A car bomb has exploded outside a mosque in the central Syrian city of Homs, killing at least 14 people.
The explosion occurred as worshippers left the Bilal al-Habshi mosque in the neighbourhood of Akrama after attending Friday prayers, state TV reports.
The area is largely populated by President Bashar al-Assad’s minority Alawite sect.
Homs has been a key battleground between government forces and rebels, with large parts of the city in ruins.
Earlier this week, the army launched another major offensive to recapture opposition-held areas in Homs’ Old Quarter.
‘Theatre of death’
Syrian state TV blamed Friday’s bombing on what it called “terrorists”, and said the casualties included woman and children.

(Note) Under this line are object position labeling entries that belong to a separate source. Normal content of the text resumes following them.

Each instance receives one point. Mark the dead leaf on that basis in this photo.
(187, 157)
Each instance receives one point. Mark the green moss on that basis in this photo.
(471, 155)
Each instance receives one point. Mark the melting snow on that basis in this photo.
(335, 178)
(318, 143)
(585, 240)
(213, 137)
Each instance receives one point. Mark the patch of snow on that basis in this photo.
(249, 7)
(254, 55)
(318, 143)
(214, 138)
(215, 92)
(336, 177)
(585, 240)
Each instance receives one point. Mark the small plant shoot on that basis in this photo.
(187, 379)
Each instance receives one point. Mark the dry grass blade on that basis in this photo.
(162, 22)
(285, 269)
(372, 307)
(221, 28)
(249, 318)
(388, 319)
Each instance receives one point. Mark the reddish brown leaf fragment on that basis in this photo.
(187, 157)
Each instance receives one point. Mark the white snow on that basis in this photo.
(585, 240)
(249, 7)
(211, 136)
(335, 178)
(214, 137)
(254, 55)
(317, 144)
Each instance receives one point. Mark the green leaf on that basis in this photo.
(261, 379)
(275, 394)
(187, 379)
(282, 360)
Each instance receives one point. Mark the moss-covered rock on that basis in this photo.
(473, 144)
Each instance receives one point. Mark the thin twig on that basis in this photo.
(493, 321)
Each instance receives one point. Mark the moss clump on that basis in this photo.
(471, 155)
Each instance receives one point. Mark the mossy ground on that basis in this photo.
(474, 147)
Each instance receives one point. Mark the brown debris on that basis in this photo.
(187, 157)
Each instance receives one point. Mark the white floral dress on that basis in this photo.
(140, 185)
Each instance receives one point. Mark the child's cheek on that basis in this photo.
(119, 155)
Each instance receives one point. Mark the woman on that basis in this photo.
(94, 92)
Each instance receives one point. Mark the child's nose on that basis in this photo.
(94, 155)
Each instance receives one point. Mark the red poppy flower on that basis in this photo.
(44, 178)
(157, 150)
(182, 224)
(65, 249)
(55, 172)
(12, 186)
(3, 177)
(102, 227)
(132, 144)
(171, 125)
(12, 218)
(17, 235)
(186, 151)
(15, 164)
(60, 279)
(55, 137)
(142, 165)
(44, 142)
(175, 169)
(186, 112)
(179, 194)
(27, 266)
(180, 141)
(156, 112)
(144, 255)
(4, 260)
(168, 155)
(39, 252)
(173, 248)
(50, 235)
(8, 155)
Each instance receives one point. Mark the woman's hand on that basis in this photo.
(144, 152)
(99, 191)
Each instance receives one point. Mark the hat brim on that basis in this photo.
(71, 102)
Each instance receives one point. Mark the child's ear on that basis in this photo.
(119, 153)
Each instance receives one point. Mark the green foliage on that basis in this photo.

Activist groups on the rebel side said as many as 30 had died, describing the bomb blast as a “massacre” carried out by the regime.
The attack came as fighting was raging a short distance away in the Old Quarter, where more than a thousand rebel fighters are believed to be holding out against the renewed government offensive, the BBC’s Jim Muir reports.
An official military statement said that army forces were moving slowly forward and tightening the noose on the rebel-held areas, which have been under siege for over a year and a half, our correspondent says.
The clashes in Homs have claimed thousands of lives, and large areas of the city have been reduced to rubble.
Under an agreement brokered by the United Nations, a brief truce was established in February and around 1,400 trapped civilians were evacuated from the Old Quarter.
But further negotiations broke down and heavy fighting erupted again.
The UN special envoy for Syria, Lakhdar Brahimi, earlier appealed for talks to be resumed on lifting the siege, saying Old Homs had again become a “theatre of death and destruction”.
More than 150,000 people have been killed in the Syrian conflict, with millions forced to flee their homes.